Il servizio ha mostrato come le redazioni stanno gradualmente trasformandosi in spazi ibridi dove giornalisti umani convivono con sistemi automatizzati, mentre nelle fabbriche i robot compiono operazioni sempre più sofisticate, relegando l'intervento umano a compiti marginali. Questi cambiamenti, che fino a pochi anni fa sembravano fantascientifici, sono ormai realtà consolidate nei principali settori produttivi e informativi.

Ma dietro questa apparente efficienza si cela un aspetto raramente discusso: il costo energetico mostruoso richiesto per alimentare questi sistemi di intelligenza artificiale.
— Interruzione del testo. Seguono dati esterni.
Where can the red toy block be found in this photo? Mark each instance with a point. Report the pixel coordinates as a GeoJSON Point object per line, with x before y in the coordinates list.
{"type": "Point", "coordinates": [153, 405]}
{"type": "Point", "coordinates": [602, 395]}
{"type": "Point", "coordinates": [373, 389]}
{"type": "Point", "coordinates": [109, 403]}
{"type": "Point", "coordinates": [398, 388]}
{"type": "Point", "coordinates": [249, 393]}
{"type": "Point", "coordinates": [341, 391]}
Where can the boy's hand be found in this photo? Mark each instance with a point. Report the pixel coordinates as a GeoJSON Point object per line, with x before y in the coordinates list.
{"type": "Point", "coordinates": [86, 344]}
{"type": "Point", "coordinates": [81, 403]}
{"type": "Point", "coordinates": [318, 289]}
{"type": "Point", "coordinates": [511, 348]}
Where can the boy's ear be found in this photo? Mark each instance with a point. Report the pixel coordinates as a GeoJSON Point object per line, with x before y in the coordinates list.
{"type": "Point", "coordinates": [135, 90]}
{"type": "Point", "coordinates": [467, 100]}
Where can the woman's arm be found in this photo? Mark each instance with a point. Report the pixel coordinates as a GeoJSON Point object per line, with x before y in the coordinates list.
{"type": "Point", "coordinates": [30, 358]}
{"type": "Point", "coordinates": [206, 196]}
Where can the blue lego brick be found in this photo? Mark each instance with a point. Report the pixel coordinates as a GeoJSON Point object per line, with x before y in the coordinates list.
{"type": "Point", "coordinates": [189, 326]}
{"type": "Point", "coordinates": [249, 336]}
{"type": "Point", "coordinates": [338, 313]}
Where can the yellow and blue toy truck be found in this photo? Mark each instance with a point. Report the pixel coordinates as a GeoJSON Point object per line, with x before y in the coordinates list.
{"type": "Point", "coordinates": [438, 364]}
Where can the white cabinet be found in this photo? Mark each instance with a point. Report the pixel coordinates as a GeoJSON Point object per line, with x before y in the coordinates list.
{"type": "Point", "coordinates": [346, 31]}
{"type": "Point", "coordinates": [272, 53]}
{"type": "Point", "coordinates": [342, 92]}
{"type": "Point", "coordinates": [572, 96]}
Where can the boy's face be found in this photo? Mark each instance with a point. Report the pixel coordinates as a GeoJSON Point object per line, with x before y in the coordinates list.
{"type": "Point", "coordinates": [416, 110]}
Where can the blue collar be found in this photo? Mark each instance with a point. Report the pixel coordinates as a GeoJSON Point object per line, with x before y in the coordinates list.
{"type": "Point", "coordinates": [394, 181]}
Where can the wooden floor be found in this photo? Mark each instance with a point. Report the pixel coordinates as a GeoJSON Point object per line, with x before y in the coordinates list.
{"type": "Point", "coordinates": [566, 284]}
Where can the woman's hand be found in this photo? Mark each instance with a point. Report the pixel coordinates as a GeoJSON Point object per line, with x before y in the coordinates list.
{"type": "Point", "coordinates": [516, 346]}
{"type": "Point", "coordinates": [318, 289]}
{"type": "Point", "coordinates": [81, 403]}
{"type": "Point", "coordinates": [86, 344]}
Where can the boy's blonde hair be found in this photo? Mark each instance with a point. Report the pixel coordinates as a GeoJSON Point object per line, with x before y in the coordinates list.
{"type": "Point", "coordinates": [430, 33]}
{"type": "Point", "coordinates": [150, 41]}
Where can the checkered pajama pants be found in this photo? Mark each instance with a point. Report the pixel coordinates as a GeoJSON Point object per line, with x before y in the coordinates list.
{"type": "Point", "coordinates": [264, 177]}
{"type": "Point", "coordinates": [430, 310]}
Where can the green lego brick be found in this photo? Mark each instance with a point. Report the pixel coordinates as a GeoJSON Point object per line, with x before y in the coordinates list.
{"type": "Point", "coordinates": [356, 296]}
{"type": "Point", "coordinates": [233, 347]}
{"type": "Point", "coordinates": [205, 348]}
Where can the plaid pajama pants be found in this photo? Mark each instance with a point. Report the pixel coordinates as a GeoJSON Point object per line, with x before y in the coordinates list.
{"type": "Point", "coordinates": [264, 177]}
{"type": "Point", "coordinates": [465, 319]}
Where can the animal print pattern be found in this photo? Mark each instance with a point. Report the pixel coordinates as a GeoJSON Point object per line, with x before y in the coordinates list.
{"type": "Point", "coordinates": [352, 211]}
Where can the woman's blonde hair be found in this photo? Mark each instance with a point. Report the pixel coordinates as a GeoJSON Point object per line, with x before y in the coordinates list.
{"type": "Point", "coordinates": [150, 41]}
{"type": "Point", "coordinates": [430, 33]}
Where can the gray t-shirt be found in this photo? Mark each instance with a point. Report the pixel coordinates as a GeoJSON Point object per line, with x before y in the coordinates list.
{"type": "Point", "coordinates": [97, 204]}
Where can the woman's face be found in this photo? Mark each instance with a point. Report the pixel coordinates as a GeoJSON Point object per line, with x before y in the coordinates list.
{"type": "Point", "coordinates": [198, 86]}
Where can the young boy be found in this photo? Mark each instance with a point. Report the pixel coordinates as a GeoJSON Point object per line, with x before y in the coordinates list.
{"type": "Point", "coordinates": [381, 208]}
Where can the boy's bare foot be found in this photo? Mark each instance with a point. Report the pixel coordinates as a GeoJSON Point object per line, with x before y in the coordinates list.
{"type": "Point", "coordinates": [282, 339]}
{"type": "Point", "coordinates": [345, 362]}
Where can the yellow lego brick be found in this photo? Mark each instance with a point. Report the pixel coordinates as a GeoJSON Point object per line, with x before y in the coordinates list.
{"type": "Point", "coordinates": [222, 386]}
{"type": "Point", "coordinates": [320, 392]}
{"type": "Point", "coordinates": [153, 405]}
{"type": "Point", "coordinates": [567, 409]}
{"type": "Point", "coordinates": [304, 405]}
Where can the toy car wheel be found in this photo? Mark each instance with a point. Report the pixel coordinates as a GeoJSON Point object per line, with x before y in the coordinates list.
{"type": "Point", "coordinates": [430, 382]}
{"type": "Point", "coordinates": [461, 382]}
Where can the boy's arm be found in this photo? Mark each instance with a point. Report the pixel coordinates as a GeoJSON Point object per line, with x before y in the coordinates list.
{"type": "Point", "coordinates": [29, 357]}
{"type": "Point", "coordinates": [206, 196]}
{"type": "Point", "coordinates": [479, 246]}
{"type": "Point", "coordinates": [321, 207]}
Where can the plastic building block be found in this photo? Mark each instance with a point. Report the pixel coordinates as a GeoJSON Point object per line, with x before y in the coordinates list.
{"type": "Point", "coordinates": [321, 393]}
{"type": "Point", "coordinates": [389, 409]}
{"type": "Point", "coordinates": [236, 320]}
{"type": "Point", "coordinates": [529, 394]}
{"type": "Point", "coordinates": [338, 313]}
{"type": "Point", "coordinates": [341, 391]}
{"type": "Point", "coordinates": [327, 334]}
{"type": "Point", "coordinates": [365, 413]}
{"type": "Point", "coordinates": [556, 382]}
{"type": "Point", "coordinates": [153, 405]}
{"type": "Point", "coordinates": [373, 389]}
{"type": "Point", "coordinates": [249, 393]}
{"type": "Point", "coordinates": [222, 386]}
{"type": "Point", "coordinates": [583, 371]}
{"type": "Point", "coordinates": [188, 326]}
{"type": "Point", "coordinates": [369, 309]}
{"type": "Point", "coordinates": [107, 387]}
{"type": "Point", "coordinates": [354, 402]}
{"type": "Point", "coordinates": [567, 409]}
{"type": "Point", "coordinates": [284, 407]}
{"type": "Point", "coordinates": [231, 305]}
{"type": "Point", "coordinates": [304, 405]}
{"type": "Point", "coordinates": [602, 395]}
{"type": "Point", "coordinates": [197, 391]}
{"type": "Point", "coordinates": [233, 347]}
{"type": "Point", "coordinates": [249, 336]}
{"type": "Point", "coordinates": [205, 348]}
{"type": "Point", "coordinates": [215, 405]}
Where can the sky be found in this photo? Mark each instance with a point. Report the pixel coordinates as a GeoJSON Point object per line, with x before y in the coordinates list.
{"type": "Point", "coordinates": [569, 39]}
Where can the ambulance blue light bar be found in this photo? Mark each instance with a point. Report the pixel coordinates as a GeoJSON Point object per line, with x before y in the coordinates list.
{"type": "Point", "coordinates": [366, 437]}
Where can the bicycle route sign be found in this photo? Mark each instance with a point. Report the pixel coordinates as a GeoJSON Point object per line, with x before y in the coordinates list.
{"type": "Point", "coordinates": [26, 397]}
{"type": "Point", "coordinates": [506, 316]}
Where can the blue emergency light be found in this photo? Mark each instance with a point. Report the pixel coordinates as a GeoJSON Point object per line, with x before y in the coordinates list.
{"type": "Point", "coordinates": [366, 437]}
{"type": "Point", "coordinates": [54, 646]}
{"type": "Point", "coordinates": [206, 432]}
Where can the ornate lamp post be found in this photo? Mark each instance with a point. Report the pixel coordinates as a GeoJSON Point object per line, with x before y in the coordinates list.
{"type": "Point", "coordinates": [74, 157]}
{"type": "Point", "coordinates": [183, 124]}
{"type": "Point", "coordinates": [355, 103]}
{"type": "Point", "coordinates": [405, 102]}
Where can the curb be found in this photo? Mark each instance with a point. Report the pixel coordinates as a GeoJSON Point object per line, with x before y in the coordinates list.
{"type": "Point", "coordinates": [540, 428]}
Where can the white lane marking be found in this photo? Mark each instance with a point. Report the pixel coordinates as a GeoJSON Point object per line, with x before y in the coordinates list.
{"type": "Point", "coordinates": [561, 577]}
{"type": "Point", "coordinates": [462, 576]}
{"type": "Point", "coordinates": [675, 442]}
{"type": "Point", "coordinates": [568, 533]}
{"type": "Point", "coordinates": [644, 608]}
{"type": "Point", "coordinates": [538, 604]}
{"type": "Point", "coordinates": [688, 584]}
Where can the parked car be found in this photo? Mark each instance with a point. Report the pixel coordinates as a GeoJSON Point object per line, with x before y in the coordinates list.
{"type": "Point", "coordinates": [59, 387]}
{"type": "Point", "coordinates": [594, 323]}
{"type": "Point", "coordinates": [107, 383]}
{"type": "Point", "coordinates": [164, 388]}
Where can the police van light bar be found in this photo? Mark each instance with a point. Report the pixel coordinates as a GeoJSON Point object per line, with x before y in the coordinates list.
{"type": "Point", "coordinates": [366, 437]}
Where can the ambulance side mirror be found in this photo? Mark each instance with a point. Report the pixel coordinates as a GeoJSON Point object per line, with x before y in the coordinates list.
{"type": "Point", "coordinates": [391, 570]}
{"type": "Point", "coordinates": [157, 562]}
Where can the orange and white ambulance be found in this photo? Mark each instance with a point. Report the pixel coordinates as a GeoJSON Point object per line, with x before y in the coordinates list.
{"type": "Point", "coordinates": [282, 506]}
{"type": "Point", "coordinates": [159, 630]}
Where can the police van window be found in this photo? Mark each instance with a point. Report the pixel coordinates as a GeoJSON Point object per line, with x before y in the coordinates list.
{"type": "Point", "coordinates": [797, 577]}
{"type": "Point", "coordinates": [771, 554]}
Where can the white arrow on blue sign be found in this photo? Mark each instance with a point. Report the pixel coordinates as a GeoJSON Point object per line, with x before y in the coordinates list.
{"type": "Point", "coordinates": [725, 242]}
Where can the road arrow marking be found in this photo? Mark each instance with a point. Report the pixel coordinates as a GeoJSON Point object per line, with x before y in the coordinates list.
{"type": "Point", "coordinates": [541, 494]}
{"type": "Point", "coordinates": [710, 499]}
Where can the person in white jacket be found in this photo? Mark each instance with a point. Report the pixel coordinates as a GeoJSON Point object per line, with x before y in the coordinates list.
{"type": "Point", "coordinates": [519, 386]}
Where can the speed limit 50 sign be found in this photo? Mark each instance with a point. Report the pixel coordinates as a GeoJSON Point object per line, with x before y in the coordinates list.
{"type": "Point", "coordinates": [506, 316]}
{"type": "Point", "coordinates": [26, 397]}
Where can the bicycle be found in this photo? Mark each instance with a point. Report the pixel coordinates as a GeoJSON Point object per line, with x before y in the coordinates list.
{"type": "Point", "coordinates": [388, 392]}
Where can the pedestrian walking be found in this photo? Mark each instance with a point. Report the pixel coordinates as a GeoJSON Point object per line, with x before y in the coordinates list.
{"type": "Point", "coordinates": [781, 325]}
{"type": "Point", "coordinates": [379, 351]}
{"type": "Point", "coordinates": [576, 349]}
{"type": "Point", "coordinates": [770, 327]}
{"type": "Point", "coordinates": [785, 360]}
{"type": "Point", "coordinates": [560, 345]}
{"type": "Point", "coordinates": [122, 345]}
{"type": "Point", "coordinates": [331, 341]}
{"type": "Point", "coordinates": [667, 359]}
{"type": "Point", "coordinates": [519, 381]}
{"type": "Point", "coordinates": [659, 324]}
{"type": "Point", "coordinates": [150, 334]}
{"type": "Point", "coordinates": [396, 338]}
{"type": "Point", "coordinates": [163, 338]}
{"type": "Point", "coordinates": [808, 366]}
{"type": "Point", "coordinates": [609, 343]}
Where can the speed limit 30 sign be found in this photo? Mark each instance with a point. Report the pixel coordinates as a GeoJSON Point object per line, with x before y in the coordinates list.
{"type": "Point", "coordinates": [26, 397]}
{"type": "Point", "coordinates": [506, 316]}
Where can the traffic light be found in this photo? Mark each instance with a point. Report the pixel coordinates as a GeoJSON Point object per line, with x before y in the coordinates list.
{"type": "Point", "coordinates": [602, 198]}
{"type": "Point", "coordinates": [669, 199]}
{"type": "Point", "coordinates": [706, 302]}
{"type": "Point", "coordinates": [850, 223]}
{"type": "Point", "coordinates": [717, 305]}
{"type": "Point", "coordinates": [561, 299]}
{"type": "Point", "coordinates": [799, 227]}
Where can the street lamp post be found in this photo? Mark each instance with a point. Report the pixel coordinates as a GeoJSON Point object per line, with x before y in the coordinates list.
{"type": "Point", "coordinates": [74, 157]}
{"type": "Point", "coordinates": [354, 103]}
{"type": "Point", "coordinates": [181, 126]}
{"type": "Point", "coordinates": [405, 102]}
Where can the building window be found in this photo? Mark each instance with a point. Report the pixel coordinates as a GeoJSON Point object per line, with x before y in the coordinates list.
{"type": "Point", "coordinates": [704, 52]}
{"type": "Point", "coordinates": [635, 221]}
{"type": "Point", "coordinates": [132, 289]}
L'inchiesta ha messo in luce come la rivoluzione IA comporti consumi di energia elettrica sproporzionati, un aspetto che rimane largamente ignorato dal dibattito pubblico e dalle stesse aziende che beneficiano di questa tecnologia.

La trasmissione rappresenta un importante contributo al dibattito nazionale sulla trasformazione digitale, offrendo una prospettiva critica che va oltre l'entusiasmo tecnologico per affrontare le vere conseguenze sociali, occupazionali e ambientali di questa transizione inevitabile.